Donnerstag, 14. Mai 2026

Ökumenischer Gottesdienst zu Christi Himmelfahrt im Naturfreundehaus Elmstein

Feier musste wegen Wildschweinschäden und Regen zweimal umgeplant werden

Der ökumenische Gottesdienst zu Christi Himmelfahrt findet traditionell unter freiem Himmel auf dem Spielplatz im Iptestal statt. In diesem Jahr musste jedoch umgeplant werden: Der Platz ist wegen Wildschweinschäden derzeit gesperrt. Als Ausweichort war zunächst der Außenbereich  des Naturfreundehauses Elmstein vorgesehen. Wegen des regnerischen Wetters wurde die Feier schließlich in den großen Bewirtungsraum im Untergeschoss verlegt.

Trotz der veränderten Rahmenbedingungen kamen zahlreiche Besucherinnen und Besucher zusammen, um den Himmelfahrtsgottesdienst gemeinsam zu feiern. Die Begrüßung übernahm Pfarrerin Sarah Schulze. Gestaltet wurde der Gottesdienst außerdem von Pfarrer Frank Wiehler, Gemeindediakon Matthias Vorstoffel und Gemeindereferent Michael Kolar.

Der Gottesdienst stand im Zeichen ökumenischer Verbundenheit: Menschen unterschiedlicher Konfessionen kamen zusammen, um miteinander zu beten, zu singen und Christi Himmelfahrt gemeinsam zu begehen.

Die Schriftlesung hielt Gemeindediakon Matthias Vorstoffel. Im Mittelpunkt stand der Abschnitt aus der Apostelgeschichte, Kapitel 1, Verse 4 bis 11. Darin wird berichtet, wie Jesus seinen Jüngern den Heiligen Geist verheißt und sie beauftragt, seine Zeugen „bis an das Ende der Erde“ zu sein. Zugleich erzählt der Text von der Himmelfahrt Jesu: Vor den Augen der Jünger wird er emporgehoben, eine Wolke nimmt ihn auf, und zwei Männer in weißen Gewändern richten den Blick der Zurückbleibenden wieder auf ihren Auftrag in der Welt.
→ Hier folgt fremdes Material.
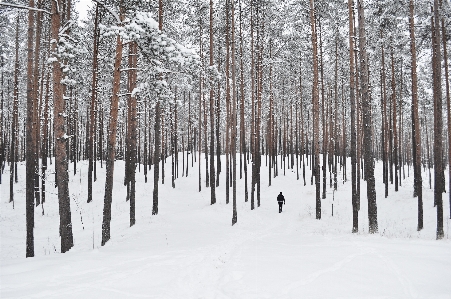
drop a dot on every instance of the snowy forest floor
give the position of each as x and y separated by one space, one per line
191 250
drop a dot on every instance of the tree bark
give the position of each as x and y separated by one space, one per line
416 130
111 144
367 125
61 159
315 163
439 180
355 210
212 118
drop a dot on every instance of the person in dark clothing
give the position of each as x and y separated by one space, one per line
280 201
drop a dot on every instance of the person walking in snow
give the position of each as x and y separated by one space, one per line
280 201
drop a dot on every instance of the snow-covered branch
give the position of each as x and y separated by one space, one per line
112 12
24 7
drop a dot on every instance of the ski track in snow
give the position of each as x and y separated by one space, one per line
190 250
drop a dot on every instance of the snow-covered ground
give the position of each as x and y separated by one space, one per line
190 250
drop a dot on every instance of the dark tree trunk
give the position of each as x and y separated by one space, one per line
367 124
439 180
111 144
92 126
315 163
355 209
416 130
30 165
61 160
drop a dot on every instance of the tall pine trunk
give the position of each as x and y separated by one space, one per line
111 143
416 130
315 99
367 124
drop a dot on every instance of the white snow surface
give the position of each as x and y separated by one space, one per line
191 250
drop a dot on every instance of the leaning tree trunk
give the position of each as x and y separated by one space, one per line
355 209
111 144
416 138
439 180
61 160
30 138
212 119
448 100
315 166
367 124
92 122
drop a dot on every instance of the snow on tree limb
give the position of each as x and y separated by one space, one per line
112 12
24 7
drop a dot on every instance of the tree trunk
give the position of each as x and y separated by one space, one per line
367 125
448 104
355 209
439 180
61 139
315 163
92 128
111 144
395 130
212 117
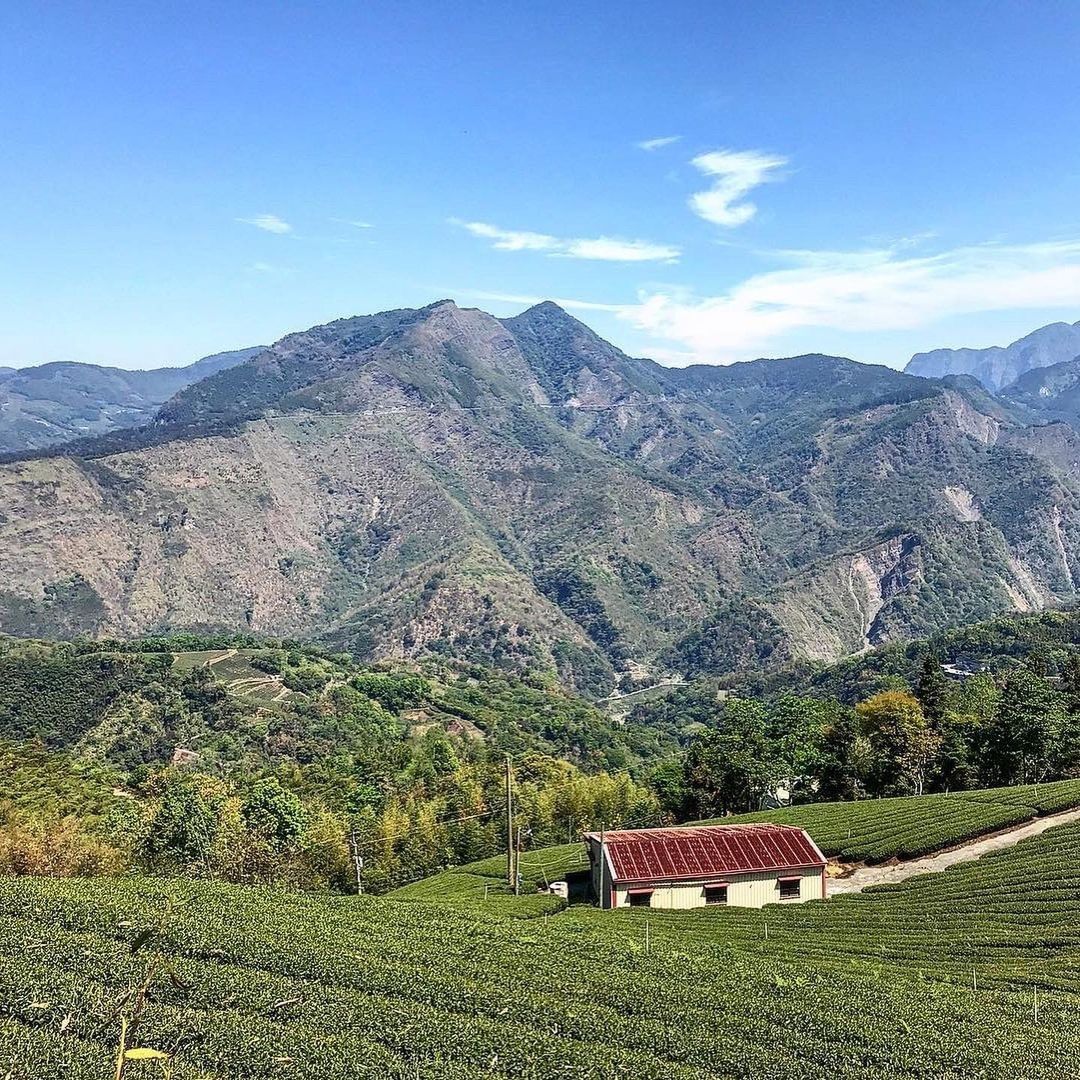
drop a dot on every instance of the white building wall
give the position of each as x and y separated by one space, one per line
744 890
Den Predigtteil gestalteten Pfarrer Frank Wiehler und Gemeindereferent Michael Kolar gemeinsam. Inspiriert war er von Reinhard Meys bekanntem Lied „Über den Wolken“. Doch der Blick blieb nicht nur oben. Entscheidend war die Frage: Wie geht es eigentlich „unter den Wolken“ weiter? Christi Himmelfahrt wurde dabei nicht als Abschied ins Ungewisse verstanden, sondern als Ermutigung für das Leben hier und jetzt. Wer nach oben schaut, soll nicht stehen bleiben, sondern gestärkt weitergehen – mit Hoffnung, Vertrauen und dem Auftrag, Gottes Liebe im Alltag sichtbar werden zu lassen.

Für die musikalische Begleitung sorgten der Protestantische Posaunenchor Appenthal „Soli Deo Gloria“ unter der Leitung von Christa Rottmayer sowie „Junges Blech Appenthal“ unter der Leitung von Thomas Rottmayer. Mit ihren Beiträgen gaben die Musikerinnen und Musiker dem Gottesdienst einen festlichen und zugleich vertrauten Rahmen.

Im Anschluss an den Gottesdienst bestand Gelegenheit zum gemütlichen Beisammensein im Naturfreundehaus Elmstein. So wurde aus der ursprünglich als Freiluftfeier geplanten Veranstaltung trotz Regen und Ortswechsel ein gelungener Himmelfahrtstag in guter Gemeinschaft.